2026年の夏も厳しい暑さが続き、「今年は涼しい場所へ旅行したい」と考えている人も多いのではないでしょうか。
そんなときに候補になるのが、北海道や軽井沢、上高地などの避暑地です。
ただし、北海道といっても地域によって夏の気温は大きく違います。
そこで今回は、2026年夏におすすめしたい避暑地を「涼しさ」「観光のしやすさ」「夏ならではの楽しみ」の3つの視点から比較。とにかく涼しく過ごしたい人から、観光もグルメも楽しみたい人まで、おすすめの旅行先を紹介します。
2026年の夏、避暑地が注目される理由
2026年の夏は、暑さから少し離れて過ごせる旅行先への注目が高まりそうです。
気象庁が7月21日に発表した3か月予報では、向こう3か月の気温は北・東・西日本で「平年並か高い」見込みとされています。

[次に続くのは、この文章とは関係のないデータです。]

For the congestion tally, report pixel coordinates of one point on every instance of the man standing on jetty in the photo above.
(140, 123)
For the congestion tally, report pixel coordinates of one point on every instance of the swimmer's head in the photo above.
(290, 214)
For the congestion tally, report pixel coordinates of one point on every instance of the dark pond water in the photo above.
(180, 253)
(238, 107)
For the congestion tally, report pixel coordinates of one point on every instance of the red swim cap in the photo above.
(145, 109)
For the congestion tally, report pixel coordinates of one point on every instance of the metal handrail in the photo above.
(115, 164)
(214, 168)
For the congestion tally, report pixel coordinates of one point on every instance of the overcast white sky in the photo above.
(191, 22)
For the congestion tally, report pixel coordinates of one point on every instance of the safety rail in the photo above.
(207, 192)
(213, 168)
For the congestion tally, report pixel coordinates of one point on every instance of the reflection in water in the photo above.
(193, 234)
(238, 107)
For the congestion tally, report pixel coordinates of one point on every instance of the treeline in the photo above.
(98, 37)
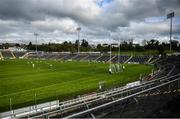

さらに7月中旬から下旬にかけては、西日本で記録的な高温となりました。
つまり今年は、「夏だから暑い」と諦めるだけではなく、旅行先そのものを変えて暑さを避けるという選択肢も考えたいところです。
ただし、避暑地だからといって必ず涼しいわけではありません。
同じ北海道でも札幌・旭川と釧路では夏の気候が大きく違いますし、山間部では昼と朝晩の気温差もあります。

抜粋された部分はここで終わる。